The market reaction to Fed Chairman Yellen's speech has been asset price positive although it is likely that few have read the text. The key market issue is determining what is the Fed's reaction function. This discussion has all too often devolved into a simple model of dove versus hawk. In reality, we have to think about three competing models of Fed behavior, time-dependent, data-dependent, and market-dependent. The emphasis of one model over another is a function of Fed communication and market perception.
During the zero bound period, the focus was on time-dpendent communication. The Fed communicated that action was in the future and was not focused on the immediate data.
The data-dependent Fed focuses on what is happening with growth and inflation. The Fed is moving in the direction of being more data-dependent.
Yellen discusses a third reaction function which is market dependent. Delays in policy have been a function of external forces like China, the stock market, and oil prices. If these forces are disruptive, the Fed will err on the side of prudence relative to a data-dependent reaction. Being market-based can help temper and control market expectations. In a previous world, think of the Greenspan or Bernanke put.

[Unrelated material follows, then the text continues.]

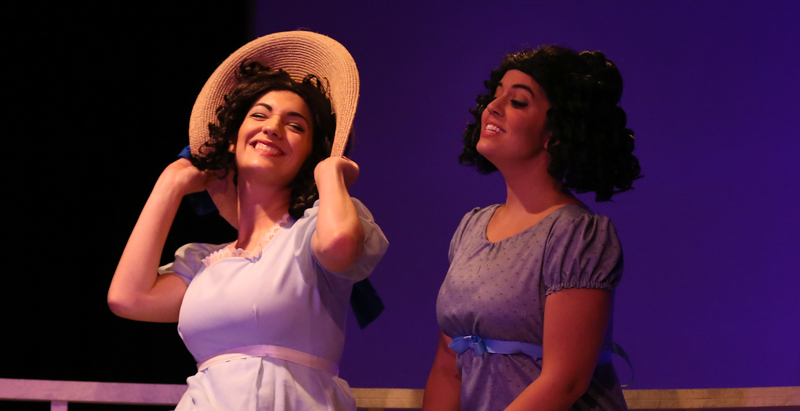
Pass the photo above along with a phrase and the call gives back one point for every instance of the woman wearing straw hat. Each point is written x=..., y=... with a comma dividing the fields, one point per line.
x=264, y=315
x=525, y=309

Forget dove or hawk and think of the type of Fed dependency. The problem has been during periods of transition between time-dependent and data-dependent reaction while markets have received a external shock. Perhaps we are moving to a new period of clarity.
From Chairman Yellen' speech:
Such a stabilizing effect is one consequence of effective communication by the FOMC about its outlook for the economy and how, based on that outlook, policy is expected to evolve to achieve our economic objectives. I continue to strongly believe that monetary policy is most effective when the FOMC is forthcoming in addressing economic and financial developments...
The Fed wants to control expectations and show the markets that it is aware of the environment under which policy is implemented.